I don't know what the hell I was thinking for this next part, because of that whole Dad thing, but I start hitting on the girls! I tease them for being in the wrong bathroom, and joke that I should have also ran into the girl's bathroom under the pretense of hiding from dad. They mostly giggle, but don't answer back verbally.

That's when a giant fist bursts through the wall, and grabs some random kid, while a voice that might be hired to play Santa Claus in cartoons says "Awwwwwwwww... hold still!" The fists disappears with the kid out the hole in came in from. Then, seconds later, punches through again, with that same catch phrase: "Awwwwwwwww... hold still!" It turns out that every time Dad punches through the wall, he says this. And he grabs mayve 5 more kids, one after the other, and if you extrapolate the path he's taking for the sequence of kids he's grabbing, it leads straight to me.

So I panic, and start running, not giving a damn how much noise I make (and it looks like all the other kids, at least in the bathroom, are doing the same. The bathroom attendant just sort of mysteriously disappeared from my dream.)

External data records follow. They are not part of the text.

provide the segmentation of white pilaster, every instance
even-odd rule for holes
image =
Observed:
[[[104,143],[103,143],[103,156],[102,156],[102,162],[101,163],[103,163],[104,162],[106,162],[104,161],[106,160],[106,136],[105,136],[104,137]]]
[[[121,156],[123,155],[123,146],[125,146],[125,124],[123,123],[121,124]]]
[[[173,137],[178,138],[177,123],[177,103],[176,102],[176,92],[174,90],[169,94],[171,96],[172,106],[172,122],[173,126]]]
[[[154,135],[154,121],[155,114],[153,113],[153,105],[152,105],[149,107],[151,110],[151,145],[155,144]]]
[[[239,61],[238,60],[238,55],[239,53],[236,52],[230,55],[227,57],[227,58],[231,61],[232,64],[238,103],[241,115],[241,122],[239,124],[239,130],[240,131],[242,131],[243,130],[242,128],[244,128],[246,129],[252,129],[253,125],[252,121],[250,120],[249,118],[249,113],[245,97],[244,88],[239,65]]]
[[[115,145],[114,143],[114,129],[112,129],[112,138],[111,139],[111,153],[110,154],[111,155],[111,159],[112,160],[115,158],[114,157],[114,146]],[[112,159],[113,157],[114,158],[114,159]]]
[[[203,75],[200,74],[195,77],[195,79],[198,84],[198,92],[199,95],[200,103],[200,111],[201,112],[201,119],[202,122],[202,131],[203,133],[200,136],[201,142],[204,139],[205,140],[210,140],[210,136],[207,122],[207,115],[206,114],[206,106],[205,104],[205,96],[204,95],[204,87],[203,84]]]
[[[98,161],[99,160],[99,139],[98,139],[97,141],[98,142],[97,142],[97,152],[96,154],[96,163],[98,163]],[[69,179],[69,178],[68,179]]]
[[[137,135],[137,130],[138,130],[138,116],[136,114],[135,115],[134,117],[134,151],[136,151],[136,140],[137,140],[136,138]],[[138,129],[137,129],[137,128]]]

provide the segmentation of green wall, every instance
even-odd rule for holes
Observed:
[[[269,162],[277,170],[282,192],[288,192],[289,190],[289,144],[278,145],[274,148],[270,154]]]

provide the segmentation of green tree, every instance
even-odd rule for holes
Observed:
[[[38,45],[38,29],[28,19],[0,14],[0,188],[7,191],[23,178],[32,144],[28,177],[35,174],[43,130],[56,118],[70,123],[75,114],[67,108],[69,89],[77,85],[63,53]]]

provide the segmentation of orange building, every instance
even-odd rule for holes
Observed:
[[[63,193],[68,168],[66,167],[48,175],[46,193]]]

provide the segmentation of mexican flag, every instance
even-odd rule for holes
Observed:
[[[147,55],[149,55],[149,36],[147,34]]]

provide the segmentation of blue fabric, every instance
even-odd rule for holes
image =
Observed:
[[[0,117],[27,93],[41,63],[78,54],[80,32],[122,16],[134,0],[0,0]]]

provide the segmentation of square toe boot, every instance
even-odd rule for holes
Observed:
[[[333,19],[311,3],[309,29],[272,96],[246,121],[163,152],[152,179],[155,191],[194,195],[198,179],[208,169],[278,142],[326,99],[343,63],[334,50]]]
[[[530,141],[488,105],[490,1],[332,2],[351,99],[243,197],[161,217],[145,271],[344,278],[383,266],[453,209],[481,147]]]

That's when I woke up. The sensation, upon waking up, was a little bit worried, but not really scared or freaked out as I might have felt when waking up from a nightmare. I had the feeling Dad would not have killed me or anything if he caught me. It'd be scary to be held by a giant robot against my will, but I somehow sense he didn't mean me any harm. He was just scary in the way that all distant, stern fathers are scary.